As an offline consumption and face-to-face service industry, the catering industry has a large number of employees and customer flow, so special attention needs to be given to strengthening epidemic prevention work. "The catering industry should make safety a top priority in business management," said Wang Hongtao, Deputy Secretary General of the China Chain Store and Franchise Association.
Delivery helps recovery
According to a report issued by the China Cuisine Association, the nation suffered a 93 percent closure rate of all its restaurants during the COVID-19 outbreak, with 70-plus percent of restaurant chains having closed all their outlets.
The catering industry has become one of the most affected industries during the epidemic as a large part of the population have been confined indoors due to restrictions meant to contain the spread of the virus.

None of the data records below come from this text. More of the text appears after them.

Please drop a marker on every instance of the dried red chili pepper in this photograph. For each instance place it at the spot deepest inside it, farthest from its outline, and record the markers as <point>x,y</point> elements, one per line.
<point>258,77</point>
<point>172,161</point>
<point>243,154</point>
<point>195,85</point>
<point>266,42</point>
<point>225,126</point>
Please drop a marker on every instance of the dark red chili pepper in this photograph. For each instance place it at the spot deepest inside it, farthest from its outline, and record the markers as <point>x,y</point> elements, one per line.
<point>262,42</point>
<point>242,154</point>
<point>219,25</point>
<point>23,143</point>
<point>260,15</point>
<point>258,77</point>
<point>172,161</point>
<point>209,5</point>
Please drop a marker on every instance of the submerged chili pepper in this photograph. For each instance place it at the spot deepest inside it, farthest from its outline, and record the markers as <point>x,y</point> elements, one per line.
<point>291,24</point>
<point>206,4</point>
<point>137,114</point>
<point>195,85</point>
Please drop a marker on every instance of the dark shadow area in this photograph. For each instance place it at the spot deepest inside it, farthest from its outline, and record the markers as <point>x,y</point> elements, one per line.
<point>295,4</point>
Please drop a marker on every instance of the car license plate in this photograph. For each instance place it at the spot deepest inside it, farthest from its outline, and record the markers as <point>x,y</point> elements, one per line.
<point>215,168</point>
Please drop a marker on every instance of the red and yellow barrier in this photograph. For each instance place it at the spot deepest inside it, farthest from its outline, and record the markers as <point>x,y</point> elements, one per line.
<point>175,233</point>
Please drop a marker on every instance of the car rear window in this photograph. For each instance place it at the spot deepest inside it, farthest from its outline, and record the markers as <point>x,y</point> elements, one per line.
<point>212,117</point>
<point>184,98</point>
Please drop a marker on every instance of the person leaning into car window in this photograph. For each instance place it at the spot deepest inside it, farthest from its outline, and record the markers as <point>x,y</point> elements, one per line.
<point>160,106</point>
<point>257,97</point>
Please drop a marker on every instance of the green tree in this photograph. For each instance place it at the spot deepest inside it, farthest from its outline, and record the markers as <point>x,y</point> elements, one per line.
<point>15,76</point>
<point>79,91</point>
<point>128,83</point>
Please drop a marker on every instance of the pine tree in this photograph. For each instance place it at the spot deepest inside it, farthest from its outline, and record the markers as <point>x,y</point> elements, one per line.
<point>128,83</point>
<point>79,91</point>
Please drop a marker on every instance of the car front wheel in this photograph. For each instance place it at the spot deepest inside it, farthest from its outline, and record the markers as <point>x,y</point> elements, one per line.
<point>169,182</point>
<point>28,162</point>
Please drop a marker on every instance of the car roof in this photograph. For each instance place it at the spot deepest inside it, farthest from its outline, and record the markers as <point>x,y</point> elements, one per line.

To offset part of their business losses, restaurants that previously relied heavily on dining-in revenue started to take innovative actions, such as developing and expanding takeaway business, launching semi-cooked dishes and distributing on e-commerce platforms, hoping the moves could help with overhead costs such as rent and labor.
Taking Xibei Catering Group, a Chinese restaurant chain which specializes in delicacies from northwestern China, for example, during the epidemic, 80 percent of its more than 400 outlets had to close. However, the group is working on delivery service, and about 200 outlets are offering takeaway.
According to Jia Guolong, CEO of Xibei, during the epidemic, though the overall turnover of the company dropped by 87 percent, takeaway business and online sales of more than 100 kinds of food ingredients did bring new income, accounting for more than 80 percent of total revenue.
Some restaurants have been selling semi-cooked products through online platforms to increase income. Restaurant chains like Sichuan-style Meizhou Dongpo made its most popular dishes among walk-in diners into semi-cooked products. All the ingredients are readily available, and customers only need to boil them together to enjoy a meal.
On-demand food delivery platforms are playing a vital role in helping the catering industry resume normal operations and accelerate digitalization progress.
China's top online food delivery service platform Meituan Dianping has initiated a project providing catering services for enterprises that resumed operations during the epidemic. Over 150 catering companies in Beijing, Shanghai and Shenzhen have joined the program.
E-commerce giant Alibaba's Freshhema, a fresh food retailer that offers delivery services, proposed the idea of "sharing employees" with restaurants to solve the dual problems of the shortage of deliverymen and surplus of restaurant staff.
"While developing their takeaway business may be a contingency plan for many restaurants at the moment, it could be an area they could explore in the future," said Liu Wenjun, Deputy President of a cuisine association in east China's Shandong Province.
A waiter wearing a facial mask serves customers at a restaurant in Beijing on May 2 (XIA YUANYUAN)
Livestreaming, already a booming industry in China, is also facilitating the catering industry in its recovery.
Taobao Live, Alibaba Group's livestreaming platform, provides a way for restaurants to reach consumers amidst the coronavirus outbreak.
Meizhou Dongpo, fast food franchise Zhen Kung Fu, and hotpot chain Xiabu Xiabu have been livestreaming through Taobao Live to broadcast cooking tutorials in restaurant kitchens for viewers.
Meizhou Dongpo, with offline businesses at a standstill, began encouraging its chefs to appear in livestreaming to show viewers how to make delicacies.
This helped to close the distance between chefs and consumers and could allow direct feedback on things such as popular dishes. It also directed consumers to products in the chain's online store, creating another revenue stream for the restaurant. On February 17, after its head chef's livestreaming, the sales of Meizhou's online store increased 14-fold over last year.
It proved that livestreaming could be a potential way for catering industry to promote brands and mitigate losses during the epidemic in China.